The measure allows undocumented immigrants to pay in-state tuition rates at public colleges if they complete two years at a community college. Students also will have to show that their parents paid state income taxes. Male students also will be required to sign up for Selective Service to be eligible for the draft.
Republican opponents are leading a petition drive in hopes of overturning the legislation in a 2012 referendum. Opponents have until May 31 to submit one-third of the 55,700 signatures needed to put the measure on next year’s ballot. The rest are due June 30. The bill is set to take effect June 30.
Republican Delegate Patrick McDonough, one of the Maryland General Assembly’s leading critics of illegal immigration, said taxpayers are wasting millions on educating people who cannot legally be hired in the state. McDonough, who represents parts of Baltimore and Harford counties, said Maryland is being turned into a “sanctuary state” for undocumented immigrants.
“This law will only make things worse,” McDonough said.

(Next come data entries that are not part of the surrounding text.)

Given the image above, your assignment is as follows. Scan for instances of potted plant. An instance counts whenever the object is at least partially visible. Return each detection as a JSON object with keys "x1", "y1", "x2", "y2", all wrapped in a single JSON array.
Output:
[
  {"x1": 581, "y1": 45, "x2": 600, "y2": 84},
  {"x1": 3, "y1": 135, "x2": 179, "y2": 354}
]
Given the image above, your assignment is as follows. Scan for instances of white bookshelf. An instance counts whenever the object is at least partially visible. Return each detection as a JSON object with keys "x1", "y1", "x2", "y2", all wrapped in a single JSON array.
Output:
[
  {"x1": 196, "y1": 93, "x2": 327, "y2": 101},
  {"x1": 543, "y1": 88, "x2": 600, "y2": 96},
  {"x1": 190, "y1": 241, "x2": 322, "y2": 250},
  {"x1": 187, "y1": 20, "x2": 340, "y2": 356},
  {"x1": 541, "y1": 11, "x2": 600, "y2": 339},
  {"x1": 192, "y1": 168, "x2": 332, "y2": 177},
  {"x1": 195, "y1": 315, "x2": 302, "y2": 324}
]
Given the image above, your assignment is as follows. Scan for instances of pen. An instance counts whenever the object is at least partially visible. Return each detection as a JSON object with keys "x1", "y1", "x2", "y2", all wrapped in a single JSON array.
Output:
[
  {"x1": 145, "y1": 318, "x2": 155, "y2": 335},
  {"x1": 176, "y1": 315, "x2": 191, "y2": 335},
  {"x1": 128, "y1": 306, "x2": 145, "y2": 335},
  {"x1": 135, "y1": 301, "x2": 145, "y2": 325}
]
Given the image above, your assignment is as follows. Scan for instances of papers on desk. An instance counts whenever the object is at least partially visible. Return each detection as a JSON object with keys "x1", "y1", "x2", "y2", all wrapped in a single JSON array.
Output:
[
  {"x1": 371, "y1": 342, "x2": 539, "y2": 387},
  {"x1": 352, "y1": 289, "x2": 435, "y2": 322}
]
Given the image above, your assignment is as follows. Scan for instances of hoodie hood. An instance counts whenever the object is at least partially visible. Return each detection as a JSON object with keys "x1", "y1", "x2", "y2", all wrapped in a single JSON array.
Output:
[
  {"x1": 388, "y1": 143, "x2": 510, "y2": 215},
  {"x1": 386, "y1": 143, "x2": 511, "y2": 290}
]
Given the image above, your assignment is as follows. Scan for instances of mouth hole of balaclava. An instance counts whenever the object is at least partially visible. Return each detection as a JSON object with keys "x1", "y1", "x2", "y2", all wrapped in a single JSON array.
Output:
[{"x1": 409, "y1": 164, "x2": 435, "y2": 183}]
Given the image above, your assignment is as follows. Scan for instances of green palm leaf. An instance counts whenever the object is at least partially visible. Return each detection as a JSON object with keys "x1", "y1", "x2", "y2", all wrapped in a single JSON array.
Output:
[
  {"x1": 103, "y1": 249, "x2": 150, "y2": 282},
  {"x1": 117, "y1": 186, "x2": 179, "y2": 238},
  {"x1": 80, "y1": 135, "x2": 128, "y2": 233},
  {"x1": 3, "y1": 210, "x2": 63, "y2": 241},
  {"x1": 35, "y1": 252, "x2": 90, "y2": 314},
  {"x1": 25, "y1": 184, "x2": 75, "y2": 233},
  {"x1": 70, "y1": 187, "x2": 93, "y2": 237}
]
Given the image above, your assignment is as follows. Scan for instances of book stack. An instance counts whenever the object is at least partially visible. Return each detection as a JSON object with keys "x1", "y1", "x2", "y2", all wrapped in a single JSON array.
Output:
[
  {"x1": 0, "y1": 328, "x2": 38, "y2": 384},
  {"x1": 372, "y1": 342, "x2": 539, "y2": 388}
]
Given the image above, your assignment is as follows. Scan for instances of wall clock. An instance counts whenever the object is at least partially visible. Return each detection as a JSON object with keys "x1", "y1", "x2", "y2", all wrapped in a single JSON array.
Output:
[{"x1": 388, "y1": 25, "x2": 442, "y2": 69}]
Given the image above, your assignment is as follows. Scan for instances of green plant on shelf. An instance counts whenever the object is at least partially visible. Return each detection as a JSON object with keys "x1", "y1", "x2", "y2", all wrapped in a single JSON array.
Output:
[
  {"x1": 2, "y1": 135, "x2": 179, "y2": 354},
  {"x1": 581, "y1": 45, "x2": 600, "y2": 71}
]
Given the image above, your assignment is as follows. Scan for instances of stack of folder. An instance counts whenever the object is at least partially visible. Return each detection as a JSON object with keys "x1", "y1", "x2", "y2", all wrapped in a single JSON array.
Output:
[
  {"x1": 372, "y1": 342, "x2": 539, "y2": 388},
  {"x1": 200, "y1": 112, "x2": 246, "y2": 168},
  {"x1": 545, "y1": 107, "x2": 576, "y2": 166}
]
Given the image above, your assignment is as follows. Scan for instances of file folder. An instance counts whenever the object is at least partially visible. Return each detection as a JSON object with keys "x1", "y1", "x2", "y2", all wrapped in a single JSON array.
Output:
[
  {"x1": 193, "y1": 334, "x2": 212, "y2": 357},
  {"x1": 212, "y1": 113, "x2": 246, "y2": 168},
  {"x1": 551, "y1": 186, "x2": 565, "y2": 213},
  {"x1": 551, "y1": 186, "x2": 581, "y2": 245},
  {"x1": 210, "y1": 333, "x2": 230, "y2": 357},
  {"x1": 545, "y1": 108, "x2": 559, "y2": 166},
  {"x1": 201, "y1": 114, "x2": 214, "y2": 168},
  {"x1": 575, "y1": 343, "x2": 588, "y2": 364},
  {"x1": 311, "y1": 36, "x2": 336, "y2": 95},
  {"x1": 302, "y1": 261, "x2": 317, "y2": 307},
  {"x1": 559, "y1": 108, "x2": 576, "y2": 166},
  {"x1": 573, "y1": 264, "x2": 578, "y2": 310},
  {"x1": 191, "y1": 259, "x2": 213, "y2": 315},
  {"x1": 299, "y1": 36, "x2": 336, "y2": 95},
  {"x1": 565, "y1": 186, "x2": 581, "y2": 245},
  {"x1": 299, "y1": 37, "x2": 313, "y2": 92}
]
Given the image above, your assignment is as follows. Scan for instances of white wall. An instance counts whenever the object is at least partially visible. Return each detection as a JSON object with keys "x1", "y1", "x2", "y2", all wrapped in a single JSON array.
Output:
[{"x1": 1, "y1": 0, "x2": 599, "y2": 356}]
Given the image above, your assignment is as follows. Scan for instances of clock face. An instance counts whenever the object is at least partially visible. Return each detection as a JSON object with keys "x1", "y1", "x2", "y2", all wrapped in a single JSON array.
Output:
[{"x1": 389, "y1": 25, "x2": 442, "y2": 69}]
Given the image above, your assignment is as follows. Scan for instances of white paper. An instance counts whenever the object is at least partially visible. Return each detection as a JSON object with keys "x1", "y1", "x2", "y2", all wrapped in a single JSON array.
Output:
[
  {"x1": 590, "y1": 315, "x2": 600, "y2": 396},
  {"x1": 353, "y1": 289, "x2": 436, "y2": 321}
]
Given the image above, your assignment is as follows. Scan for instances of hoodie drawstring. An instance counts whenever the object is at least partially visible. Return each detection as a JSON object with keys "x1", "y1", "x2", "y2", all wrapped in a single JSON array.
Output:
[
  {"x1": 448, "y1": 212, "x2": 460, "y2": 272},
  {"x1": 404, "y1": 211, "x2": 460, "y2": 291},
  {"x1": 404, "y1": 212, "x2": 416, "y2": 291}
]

Gustavo Torres, executive director of Casa de Maryland, said that, even if opponents succeed in the difficult task of collecting enough signatures for the referendum, he is confident Maryland voters would not overturn the legislation.

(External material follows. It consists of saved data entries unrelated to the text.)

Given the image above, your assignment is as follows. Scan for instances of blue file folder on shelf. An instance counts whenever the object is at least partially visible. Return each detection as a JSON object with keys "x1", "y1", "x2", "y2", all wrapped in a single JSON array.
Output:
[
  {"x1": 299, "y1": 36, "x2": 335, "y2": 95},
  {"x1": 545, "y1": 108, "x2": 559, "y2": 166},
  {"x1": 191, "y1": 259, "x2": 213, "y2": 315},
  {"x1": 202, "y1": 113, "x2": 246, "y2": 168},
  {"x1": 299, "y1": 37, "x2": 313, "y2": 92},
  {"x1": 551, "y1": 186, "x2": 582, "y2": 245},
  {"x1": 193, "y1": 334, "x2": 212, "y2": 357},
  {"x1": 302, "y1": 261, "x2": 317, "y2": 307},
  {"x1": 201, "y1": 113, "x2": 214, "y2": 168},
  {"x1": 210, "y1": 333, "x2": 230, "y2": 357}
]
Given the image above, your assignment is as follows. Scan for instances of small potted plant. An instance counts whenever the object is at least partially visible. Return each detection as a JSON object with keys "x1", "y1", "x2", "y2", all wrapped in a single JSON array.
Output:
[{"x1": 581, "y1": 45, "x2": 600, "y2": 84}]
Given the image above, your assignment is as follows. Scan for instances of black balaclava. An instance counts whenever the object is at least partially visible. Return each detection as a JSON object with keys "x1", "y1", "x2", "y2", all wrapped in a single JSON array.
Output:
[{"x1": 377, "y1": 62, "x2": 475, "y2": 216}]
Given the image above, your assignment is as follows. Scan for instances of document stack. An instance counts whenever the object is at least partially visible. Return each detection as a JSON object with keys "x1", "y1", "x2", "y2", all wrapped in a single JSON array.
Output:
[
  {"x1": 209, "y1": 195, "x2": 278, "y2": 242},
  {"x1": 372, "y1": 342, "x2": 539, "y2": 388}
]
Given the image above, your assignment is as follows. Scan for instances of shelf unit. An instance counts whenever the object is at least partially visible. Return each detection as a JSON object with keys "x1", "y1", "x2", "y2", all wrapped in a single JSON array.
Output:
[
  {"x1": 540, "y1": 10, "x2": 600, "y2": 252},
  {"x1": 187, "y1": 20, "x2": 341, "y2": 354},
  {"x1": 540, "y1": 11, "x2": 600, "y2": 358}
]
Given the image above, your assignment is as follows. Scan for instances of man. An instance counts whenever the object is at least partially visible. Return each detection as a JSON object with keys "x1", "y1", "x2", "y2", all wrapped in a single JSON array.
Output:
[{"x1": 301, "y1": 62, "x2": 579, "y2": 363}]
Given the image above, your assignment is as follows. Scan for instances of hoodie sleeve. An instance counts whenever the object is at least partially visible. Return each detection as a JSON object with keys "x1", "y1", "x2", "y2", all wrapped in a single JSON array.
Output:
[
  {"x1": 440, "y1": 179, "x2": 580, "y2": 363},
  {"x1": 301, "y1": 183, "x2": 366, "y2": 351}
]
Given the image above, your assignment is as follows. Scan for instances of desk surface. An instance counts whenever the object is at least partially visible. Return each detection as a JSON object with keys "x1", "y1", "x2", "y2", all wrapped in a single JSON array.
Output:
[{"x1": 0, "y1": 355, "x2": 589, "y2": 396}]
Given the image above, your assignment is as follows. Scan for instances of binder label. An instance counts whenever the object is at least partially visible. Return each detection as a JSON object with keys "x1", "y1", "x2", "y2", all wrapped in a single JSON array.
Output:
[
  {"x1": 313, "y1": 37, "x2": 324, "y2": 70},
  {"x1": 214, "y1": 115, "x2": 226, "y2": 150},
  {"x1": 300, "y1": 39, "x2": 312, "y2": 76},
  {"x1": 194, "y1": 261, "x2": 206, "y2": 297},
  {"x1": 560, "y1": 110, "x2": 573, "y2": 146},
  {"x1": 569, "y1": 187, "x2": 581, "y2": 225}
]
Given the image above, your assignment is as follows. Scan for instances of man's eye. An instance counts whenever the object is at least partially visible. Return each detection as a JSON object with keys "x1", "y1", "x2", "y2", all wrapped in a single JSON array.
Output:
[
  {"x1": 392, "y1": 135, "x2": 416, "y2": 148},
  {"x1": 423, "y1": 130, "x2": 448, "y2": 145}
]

“This is about education,” Torres said. “Our people know exactly how education is so important for the families, not only for some families but for everybody.”
The legislation was one of the most high-profile bills in Maryland’s legislative session, which ended in April. Debate in the House of Delegates became so heated at times that House Speaker Michael Busch paused to ask everyone to “take a deep breath” during debate.
Since 2001, 10 states have enacted laws to allow undocumented immigrants to pay in-state tuition rates at public universities. They are California, Illinois, Kansas, Nebraska, New Mexico, New York, Oklahoma, Texas, Utah and Washington. However, many states are now cracking down on illegal immigration following Republican gains in November.
The Maryland bill includes a provision that requires undocumented immigrants receiving the reduced tuition rate to count as a part of the school’s out-of-state student pool, so in-state student slots for Maryland residents won’t be affected.
Sen. Victor Ramirez, a Prince George’s County Democrat and bill sponsor who immigrated legally as a child from El Salvador, said the bill will help people who came to the United States as young people and whose parents have been contributing members of the state for years.
“There’s not a free ride,” said Ramirez. “It’s not displacing anybody. It’s about education. It’s not about immigration.”